Fault tolerance is "the property that enables a system (often computer-based) to continue operating properly in the event of the failure of (or one or more faults within) some of its components. If its operating quality decreases at all, the decrease is proportional to the severity of the failure..." (1)
Fault tolerance is integral to systems engineering of critical systems.The assumption is that systems will fail and that the impacts of those failures must be controlled. An example approach would be to mandate that a system be two fault tolerant. This would then drive the design of three inhibits, any one of which could prevent the failure of the system. For a physical system, the failure may be physical failure. For an information system, the failure will likely be loss of confidentiality, integrity, or availability of critical data or a critical business process.
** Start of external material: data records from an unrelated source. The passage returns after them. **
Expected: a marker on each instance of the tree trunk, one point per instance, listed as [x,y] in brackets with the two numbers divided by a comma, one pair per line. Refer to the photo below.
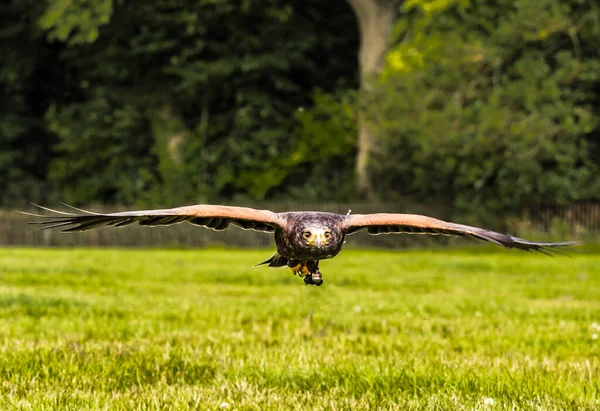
[375,21]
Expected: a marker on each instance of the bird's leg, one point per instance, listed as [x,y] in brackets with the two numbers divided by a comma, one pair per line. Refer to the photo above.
[298,267]
[315,276]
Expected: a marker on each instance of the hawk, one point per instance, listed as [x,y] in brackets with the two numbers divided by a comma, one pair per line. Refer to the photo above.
[302,238]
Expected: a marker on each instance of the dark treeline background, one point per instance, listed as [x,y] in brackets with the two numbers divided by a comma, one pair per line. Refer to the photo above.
[480,107]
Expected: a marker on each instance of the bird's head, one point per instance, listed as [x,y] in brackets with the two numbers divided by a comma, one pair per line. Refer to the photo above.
[317,236]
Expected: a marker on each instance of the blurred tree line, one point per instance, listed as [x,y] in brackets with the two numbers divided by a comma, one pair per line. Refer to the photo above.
[481,106]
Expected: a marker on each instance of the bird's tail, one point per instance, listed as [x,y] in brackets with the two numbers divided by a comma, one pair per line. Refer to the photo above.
[275,261]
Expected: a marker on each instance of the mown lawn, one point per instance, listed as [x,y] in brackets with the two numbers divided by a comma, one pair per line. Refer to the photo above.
[201,329]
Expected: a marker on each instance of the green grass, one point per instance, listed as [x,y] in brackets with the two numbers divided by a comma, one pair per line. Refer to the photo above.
[155,329]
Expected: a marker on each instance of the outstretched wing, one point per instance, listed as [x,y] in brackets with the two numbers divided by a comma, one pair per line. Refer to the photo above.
[418,224]
[211,216]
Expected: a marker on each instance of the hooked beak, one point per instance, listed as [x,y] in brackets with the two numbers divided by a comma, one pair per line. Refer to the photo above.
[318,239]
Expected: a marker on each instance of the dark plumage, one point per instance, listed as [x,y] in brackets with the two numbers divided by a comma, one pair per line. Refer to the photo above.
[302,238]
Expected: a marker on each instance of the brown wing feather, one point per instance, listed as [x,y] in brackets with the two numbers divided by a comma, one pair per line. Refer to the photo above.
[212,216]
[418,224]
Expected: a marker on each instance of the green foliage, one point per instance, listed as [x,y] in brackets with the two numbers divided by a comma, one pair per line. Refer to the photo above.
[104,150]
[75,21]
[324,145]
[114,329]
[218,82]
[496,110]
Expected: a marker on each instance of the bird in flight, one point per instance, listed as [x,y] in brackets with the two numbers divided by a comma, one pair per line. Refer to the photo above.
[302,238]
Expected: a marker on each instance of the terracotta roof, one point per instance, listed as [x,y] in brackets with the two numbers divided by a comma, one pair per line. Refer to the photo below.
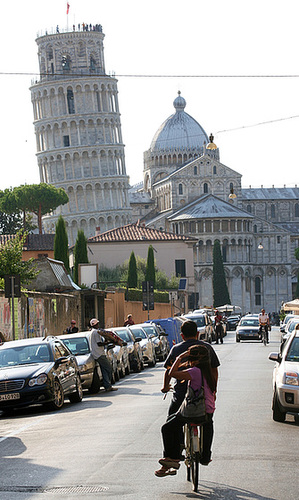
[137,232]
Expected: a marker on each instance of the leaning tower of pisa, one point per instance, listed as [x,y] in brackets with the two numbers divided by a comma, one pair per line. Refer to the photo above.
[78,132]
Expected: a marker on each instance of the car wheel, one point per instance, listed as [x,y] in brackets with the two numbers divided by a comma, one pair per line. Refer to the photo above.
[58,400]
[278,415]
[96,383]
[77,396]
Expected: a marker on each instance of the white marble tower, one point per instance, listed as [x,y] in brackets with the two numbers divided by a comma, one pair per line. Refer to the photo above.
[78,132]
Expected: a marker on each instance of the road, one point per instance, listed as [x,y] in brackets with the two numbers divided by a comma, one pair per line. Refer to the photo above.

Fault tolerance can and should be applied to infosec as well. When we plan our defenses, we should assume that some defenses will fail to mitigate the risks they were designed to prevent. We should assume that some vulnerable conditions will be taken advantage of. To plan infosec inhibits, we must understand the attack path between the causes of our risk (likely a threat) and where the consequences are realized. It is along these paths that we can then document inhibits. Whether it be a firewall, code whitelisting, requiring a written form before receiving privileges, or detecting and responding to threats before consequences are realized, we can capture those along the attack path. Currently we refer to this as 'defense in depth'. We all have a general understanding of what it means, but the above approach provides a concrete and quantifiable method for implementing it.
A few months ago there was a significant discussion on whether pen test teams should have a 'zero day' card they could use during a pen test. What this is really asking is, "Should we test whether the system's backup defenses can be relied upon in case of a failure of primary defenses?" Or, in other words, "Is the system fault tolerant?" The answer is we should absolutely include a 'zero day' card. Part of any pen test should be to articulate which defenses, inhibits, or mitigating conditions (whatever you call them) failed. However, it a system is supposed to implement 'defense in depth', then a 'zero day' card allows us to test that assertion by simulating the failure to see how well the system's defenses handle a failure. The documentation simply needs to be able to articulate that a failure was simulated to test the fault tolerance of the system.
Ultimately, we should plan for our information systems to be fault tolerant, even under purposeful information security attack. One fault tolerant, two fault tolerant, three fault tolerant... Regardless the standard set, not planning for fault tolerance is assuming the system's defenses will function perfectly. An inherently flawed assumption.